June 2007
The Court of Appeals and Email Privacy (19 June 2007)
Quantum Cryptography (29 June 2007)

The Court of Appeals and Email Privacy

19 June 2007

The 6th Circuit Court of Appeals has issued an interesting opinion on email privacy. In doing so, it rules that a portion of the Stored Communications Act (SCA) violates the Fourth Amendment.

I’ll let the lawyers on the net provide a detailed explanation. As I understand the opinion, though, the question is what process, and hence what standard of proof, is necessary for the government to obtain access to stored email. The SCA sets out three mechanisms: a search warrant, a subpoena, or a court order. Search warrants, which do not require notice to the subject, require a high standard: "probable cause". The other two mechanisms have a lower threshold — relevance to an ongoing criminal investigation — but in general subjects can challenge such orders. In this case, the government relied on a provision in the SCA that allowed the government to delay notice, and hence forestall challenges. The Court struck that down. It said that the government can’t have it both ways: it can use the no-notice/ no-challenge search warrant, but with probable cause; or it can use the easier mechanisms, but only if the request can be challenged.

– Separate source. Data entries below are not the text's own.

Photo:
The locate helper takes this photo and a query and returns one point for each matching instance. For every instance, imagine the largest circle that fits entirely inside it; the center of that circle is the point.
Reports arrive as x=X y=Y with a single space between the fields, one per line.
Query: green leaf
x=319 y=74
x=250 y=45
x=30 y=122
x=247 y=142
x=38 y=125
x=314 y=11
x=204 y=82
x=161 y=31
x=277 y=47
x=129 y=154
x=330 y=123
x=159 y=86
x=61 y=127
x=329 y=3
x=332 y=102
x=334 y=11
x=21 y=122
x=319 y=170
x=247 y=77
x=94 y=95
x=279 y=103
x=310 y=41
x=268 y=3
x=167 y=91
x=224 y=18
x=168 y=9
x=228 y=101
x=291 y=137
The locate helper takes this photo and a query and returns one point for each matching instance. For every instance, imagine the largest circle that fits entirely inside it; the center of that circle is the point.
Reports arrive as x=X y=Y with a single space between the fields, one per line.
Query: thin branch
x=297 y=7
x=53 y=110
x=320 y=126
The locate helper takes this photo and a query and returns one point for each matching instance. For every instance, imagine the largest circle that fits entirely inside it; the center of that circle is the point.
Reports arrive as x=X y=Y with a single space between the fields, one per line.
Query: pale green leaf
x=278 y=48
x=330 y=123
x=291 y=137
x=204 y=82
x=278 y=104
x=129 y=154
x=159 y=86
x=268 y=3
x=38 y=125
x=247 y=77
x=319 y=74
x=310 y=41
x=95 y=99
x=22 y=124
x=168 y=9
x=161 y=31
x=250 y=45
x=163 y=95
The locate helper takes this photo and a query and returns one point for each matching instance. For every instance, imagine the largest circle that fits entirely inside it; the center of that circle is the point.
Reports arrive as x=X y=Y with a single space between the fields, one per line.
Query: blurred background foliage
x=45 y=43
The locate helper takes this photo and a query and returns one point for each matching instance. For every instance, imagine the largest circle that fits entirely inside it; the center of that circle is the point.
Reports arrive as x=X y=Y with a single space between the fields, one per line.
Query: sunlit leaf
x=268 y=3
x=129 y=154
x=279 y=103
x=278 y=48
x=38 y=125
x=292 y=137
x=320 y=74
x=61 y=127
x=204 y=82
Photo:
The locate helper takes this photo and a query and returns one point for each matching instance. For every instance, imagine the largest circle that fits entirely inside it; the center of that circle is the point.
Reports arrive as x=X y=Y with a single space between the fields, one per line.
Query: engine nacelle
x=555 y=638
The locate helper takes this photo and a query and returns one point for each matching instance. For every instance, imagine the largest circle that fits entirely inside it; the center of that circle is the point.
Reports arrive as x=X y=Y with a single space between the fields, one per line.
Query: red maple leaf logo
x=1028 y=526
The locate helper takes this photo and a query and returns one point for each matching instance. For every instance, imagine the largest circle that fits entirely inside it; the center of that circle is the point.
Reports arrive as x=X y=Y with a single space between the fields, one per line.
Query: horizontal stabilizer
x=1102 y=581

There are two other important points. First, the Court asserted that in general, users of commercial ISPs do have a legitimate expectation of privacy for their email. However, that expectation is dependent on the terms of service, which suggests that users really need to read those boring licenses carefully. Second, the Court distinguished between "technologies" that do some sorts of email scanning — anti-virus, anti-spam, etc. — and human examination of content. I suspect that that distinction will become increasingly fragile as technology improves.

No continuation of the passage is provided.